Trek’s model streamlining is planned as a reduction in its stock-keeping units (SKUs), the specific codes linked to products. Every bike and piece of equipment is filed under a different SKU for each size and colour it is available in, meaning there are likely thousands of unique codes at Trek, which the company will now look to almost half.
“I think a lot of this makes sense,” Ian Whittingham, founder of retailer Sigma Sports, told Road.cc. “I think it’s a good time to reset and have a look at what you’re offering, to consider whether you really need that many colour options or model options within each range.
“It’s probably quite a sensible move by Trek for their size business. It’s certainly something we’ve done in the last couple of years post-COVID. We’ve been trying to curate our ranges a bit better than we might have done before to make sure we were in stock with the right stuff rather than big, broad ranges of products.”

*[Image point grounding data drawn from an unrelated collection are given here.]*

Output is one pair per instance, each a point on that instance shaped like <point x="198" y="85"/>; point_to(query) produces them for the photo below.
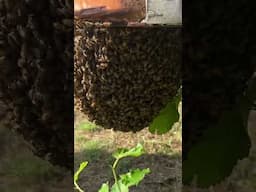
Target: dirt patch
<point x="163" y="157"/>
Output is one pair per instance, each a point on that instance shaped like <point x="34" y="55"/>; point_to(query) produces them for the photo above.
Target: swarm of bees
<point x="36" y="75"/>
<point x="124" y="76"/>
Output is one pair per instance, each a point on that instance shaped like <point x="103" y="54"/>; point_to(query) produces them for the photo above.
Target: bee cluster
<point x="36" y="75"/>
<point x="124" y="76"/>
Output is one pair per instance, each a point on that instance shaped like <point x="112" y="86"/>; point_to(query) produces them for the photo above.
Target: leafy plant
<point x="167" y="117"/>
<point x="77" y="173"/>
<point x="124" y="181"/>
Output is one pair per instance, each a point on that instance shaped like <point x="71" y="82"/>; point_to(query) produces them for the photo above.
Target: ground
<point x="96" y="144"/>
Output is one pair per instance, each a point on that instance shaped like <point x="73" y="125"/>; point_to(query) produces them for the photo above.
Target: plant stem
<point x="115" y="175"/>
<point x="78" y="188"/>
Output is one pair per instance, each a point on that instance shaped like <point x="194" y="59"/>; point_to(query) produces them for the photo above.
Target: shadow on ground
<point x="165" y="173"/>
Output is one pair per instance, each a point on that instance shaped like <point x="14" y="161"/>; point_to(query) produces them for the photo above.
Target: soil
<point x="163" y="157"/>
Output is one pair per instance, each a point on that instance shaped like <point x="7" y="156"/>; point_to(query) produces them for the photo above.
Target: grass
<point x="96" y="144"/>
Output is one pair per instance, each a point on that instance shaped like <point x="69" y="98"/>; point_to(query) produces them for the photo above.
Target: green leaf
<point x="81" y="168"/>
<point x="133" y="152"/>
<point x="134" y="177"/>
<point x="167" y="117"/>
<point x="77" y="173"/>
<point x="104" y="188"/>
<point x="123" y="187"/>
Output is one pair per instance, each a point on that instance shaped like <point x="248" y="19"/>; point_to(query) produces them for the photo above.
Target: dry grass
<point x="97" y="144"/>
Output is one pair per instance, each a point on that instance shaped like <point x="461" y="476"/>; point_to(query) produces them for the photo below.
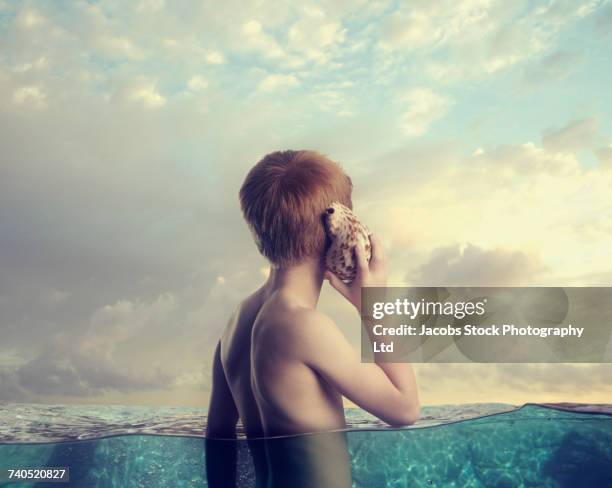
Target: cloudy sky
<point x="477" y="133"/>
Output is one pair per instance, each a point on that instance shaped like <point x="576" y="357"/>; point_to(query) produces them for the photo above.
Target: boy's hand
<point x="373" y="273"/>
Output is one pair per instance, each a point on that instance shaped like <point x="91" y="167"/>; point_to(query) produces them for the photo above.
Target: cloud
<point x="91" y="361"/>
<point x="276" y="81"/>
<point x="314" y="35"/>
<point x="256" y="38"/>
<point x="123" y="154"/>
<point x="29" y="18"/>
<point x="31" y="96"/>
<point x="424" y="107"/>
<point x="471" y="265"/>
<point x="215" y="57"/>
<point x="604" y="154"/>
<point x="197" y="83"/>
<point x="119" y="47"/>
<point x="572" y="137"/>
<point x="553" y="67"/>
<point x="142" y="92"/>
<point x="603" y="21"/>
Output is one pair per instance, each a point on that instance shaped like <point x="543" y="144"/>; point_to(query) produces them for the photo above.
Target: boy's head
<point x="283" y="199"/>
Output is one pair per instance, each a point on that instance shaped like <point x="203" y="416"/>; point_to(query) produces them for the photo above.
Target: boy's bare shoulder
<point x="298" y="327"/>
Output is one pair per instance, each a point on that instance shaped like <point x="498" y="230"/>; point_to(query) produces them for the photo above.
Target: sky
<point x="477" y="133"/>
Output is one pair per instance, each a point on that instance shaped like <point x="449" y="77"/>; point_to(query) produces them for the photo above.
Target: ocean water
<point x="478" y="445"/>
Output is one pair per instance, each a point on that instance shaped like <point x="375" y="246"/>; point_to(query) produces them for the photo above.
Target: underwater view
<point x="475" y="445"/>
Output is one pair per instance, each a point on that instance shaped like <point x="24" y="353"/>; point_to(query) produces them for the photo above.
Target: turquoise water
<point x="531" y="446"/>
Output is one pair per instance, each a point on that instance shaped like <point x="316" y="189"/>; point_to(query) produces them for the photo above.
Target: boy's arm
<point x="387" y="390"/>
<point x="220" y="429"/>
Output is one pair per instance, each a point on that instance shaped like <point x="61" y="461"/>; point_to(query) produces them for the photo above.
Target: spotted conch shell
<point x="345" y="231"/>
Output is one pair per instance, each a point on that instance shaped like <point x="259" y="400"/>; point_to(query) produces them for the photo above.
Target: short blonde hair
<point x="283" y="199"/>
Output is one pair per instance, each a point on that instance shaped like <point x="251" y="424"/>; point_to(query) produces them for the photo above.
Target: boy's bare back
<point x="265" y="358"/>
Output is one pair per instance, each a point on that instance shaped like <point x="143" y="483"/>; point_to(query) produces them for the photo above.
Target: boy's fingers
<point x="337" y="283"/>
<point x="360" y="258"/>
<point x="378" y="255"/>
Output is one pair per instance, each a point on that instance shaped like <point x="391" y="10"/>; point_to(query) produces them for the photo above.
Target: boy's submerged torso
<point x="275" y="391"/>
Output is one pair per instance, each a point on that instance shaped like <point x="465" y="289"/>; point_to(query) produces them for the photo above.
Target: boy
<point x="281" y="366"/>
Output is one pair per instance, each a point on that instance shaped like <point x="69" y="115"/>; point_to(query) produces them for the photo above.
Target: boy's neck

After the cycling boom of the Covid pandemic, the industry experienced a significant dip in trade that still persists today. Some brands reacted to high inventory levels with fire sales, slashing prices on products and bikes.
For German manufacturer Canyon, heavy discounting led to a 23% increase in sales volume, but also contributed to financial losses.
“We saw most companies in the bicycle industry responding to inventory challenges with large discount campaigns in 2023,” said Canyon CEO Nicholas De Ros Wallace in a statement to Cycling Weekly.
“When we also decided to do so, it not only led to increased sales, but also inspired new and existing customers to interact and engage with Canyon, and ultimately to enlarging the cycling community.”
De Ros Wallace added that the “inventory and supply chain situation” has since improved. Still, Trek’s woes indicate that their impact is still being felt, compounded by high stock levels, particularly for brands operating on a larger scale.
Speaking to Cycling Weekly last year, David Ward of Giant UK said his company had no plans to release any new aluminium road bikes in 2024, save for updates to its Contend and Avail models.
“Sales are down on aluminium bikes,” Ward said, “and I don’t think anybody in the industry is going to tell you anything different.
“We’re not necessarily getting any new people in [to buying bikes] at the moment. That’s down to interest rates, fuel, the cost of living. Something’s got to give.”
Still, Ward added, Giant has been able to keep on top of its inventory levels. “Everything that we build is built to order. There isn’t a warehouse full of bikes waiting for different countries,” he explained.
“I don’t think we reduced any of our carbon bike orders when we saw this dip happening. We’re not overstocked, we’ve got the right amount of stock, from a carbon road bike point of view. Some models we’ve got a couple too many, some are already sold out, and we’re struggling to get more of.”
Trek president Burke was expected to provide a second update to his initial memo last Friday, but nothing has since come to light. Cycling Weekly has contacted Trek for a response, and will update this article if and when the company responds.